PeriphAR: Fast and Accurate Real-World Object Selection with Peripheral Augmented Reality Displays

Abstract

Gaze-based selection in XR requires visual confirmation due to eye-tracking limitations and target ambiguity in 3D contexts. Current designs for wide-FOV displays use world-locked, central overlays, which are not conducive to always-on AR glasses. This paper introduces PeriphAR (per-ree-far), a visualization technique that leverages peripheral vision for feedback during gaze-based selection on a monocular AR display. In a first user study, we isolated text, color, and shape properties of target objects to compare peripheral selection cues. Peripheral vision was more sensitive to color than shape, but this sensitivity rapidly declined at lower contrast. To preserve preattentive processing of color, we developed two strategies to enhance color in users' peripheral vision.

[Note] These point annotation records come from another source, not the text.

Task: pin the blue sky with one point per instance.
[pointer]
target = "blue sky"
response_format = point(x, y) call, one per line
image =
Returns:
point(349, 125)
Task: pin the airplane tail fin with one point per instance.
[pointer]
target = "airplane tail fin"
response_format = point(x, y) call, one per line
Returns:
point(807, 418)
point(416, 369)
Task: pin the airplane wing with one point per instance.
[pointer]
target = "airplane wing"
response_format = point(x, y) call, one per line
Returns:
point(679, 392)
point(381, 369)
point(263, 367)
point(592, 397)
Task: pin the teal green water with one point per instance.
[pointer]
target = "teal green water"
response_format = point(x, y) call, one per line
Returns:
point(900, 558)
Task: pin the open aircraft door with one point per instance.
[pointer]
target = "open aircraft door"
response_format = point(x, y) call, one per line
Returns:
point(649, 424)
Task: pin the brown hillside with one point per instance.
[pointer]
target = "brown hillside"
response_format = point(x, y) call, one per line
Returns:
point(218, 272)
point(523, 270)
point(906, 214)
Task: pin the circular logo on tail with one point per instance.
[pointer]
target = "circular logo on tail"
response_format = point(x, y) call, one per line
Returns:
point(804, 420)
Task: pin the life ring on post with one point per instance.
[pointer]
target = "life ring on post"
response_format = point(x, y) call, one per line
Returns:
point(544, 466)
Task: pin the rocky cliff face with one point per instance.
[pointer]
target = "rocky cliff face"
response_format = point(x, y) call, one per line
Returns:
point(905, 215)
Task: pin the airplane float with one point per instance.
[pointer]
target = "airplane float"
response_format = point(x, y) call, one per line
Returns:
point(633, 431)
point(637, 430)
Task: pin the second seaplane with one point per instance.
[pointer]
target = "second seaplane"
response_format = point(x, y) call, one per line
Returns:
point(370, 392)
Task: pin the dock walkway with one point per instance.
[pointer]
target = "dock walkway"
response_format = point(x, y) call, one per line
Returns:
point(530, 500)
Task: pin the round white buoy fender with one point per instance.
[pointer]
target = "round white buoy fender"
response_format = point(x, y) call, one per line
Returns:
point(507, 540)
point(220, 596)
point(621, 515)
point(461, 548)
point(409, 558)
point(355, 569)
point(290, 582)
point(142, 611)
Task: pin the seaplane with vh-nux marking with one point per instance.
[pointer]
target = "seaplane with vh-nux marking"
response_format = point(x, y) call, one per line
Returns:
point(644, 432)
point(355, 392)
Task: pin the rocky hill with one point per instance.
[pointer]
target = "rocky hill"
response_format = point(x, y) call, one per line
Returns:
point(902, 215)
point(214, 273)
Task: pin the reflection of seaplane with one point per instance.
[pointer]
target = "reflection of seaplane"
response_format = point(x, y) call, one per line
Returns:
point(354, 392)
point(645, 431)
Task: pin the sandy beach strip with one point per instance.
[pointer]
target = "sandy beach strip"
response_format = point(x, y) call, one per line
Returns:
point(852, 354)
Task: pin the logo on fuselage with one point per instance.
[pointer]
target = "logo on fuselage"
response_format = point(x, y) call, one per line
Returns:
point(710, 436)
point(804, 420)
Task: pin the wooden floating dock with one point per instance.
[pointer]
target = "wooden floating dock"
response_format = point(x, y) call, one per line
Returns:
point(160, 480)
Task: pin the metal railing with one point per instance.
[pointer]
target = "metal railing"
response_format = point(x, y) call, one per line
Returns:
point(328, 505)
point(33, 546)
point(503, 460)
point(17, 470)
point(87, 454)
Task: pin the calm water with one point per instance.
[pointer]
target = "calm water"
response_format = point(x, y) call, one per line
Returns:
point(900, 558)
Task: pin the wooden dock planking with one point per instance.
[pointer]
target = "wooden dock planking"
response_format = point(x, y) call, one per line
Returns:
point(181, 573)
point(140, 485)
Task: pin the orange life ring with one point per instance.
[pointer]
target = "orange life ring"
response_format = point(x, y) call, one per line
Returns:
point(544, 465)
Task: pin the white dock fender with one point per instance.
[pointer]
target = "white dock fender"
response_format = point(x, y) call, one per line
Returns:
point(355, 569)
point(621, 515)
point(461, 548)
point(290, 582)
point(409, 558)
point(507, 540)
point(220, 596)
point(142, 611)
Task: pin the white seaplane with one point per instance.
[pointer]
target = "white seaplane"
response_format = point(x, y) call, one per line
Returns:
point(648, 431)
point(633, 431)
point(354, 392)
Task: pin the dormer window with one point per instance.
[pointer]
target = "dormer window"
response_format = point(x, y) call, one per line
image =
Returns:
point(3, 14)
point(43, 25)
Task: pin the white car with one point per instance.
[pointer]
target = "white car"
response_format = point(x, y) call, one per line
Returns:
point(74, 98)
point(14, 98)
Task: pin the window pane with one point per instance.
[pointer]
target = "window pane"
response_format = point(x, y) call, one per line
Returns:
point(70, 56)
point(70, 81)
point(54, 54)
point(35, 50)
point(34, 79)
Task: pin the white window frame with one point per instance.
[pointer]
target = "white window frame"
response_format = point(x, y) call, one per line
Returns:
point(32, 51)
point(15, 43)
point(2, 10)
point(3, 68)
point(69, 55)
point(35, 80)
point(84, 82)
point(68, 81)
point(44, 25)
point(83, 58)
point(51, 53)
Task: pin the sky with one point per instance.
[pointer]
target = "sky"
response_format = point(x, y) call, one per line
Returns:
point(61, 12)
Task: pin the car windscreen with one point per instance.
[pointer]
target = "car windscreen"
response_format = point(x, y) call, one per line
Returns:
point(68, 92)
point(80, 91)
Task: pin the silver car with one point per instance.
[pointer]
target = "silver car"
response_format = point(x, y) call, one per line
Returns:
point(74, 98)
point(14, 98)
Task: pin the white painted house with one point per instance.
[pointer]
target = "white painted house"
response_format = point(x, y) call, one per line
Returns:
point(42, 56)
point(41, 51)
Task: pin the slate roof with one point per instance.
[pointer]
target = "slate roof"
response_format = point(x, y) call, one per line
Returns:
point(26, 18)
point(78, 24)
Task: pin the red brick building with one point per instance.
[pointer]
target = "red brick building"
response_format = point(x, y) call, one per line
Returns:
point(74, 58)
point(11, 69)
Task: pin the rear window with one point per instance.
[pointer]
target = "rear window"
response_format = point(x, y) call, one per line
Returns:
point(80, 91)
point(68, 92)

In a second user study, our strategy that maximized contrast of the target to the neighboring object with the most similar color was subjectively preferred. As proof of concept, we implemented PeriphAR in an end-to-end system to test performance with real-world object detection.

Figures (17)

• Figure 1: Our system consists of four components: (1) peripheral AR display emulation simulates monocular AR glasses with limited FOV on Quest Pro, while (2) gaze-driven object selection uses eye tracking and video passthrough for object selection; (3) real-world target simulation enables simulation of target objects using virtual 3D shapes and models in world space, while (4) peripheral proxy generation creates a visual representation of the real-world target on the simulated display screen. The system was used in two studies to determine key object properties for visually salient target representations.
• Figure 2: Our system measures display peripherality based on gaze dynamics: a design that requires less time to look at, and fewer gaze transitions into, the display means it provides better peripherality. By structuring the visual field into a gradient (blue) around the simulated display, we compute the ambient value ($A$) of each gaze sample as: (1)$A=0$, when the vector points in-world and away from the display, (2)$0<A<1$, when in the blue zone modulated within 10$^{\circ}$ in each direction around the display, or (3)$A=1$, when in-display and intersecting with the simulated display's screen area (dotted blue box).
• Figure 3: The tetris game in Study 1 simulated real-world targets using virtual objects in the shape of tetrominoes in four display conditions: the snapshot condition combined the text label (O), square shape in color (blue O), and surrounding objects (green T). The text, color, and shape conditions isolated these attributes as shown on the right.
• Figure 3: Objective metrics.
• Figure 4: The four display conditions used in the tetris game: snapshot with the text label and image of the target with surrounding shapes; text with only the text label; color with only a circle filled in the target's color; shape with only the target's shape isolated in gray.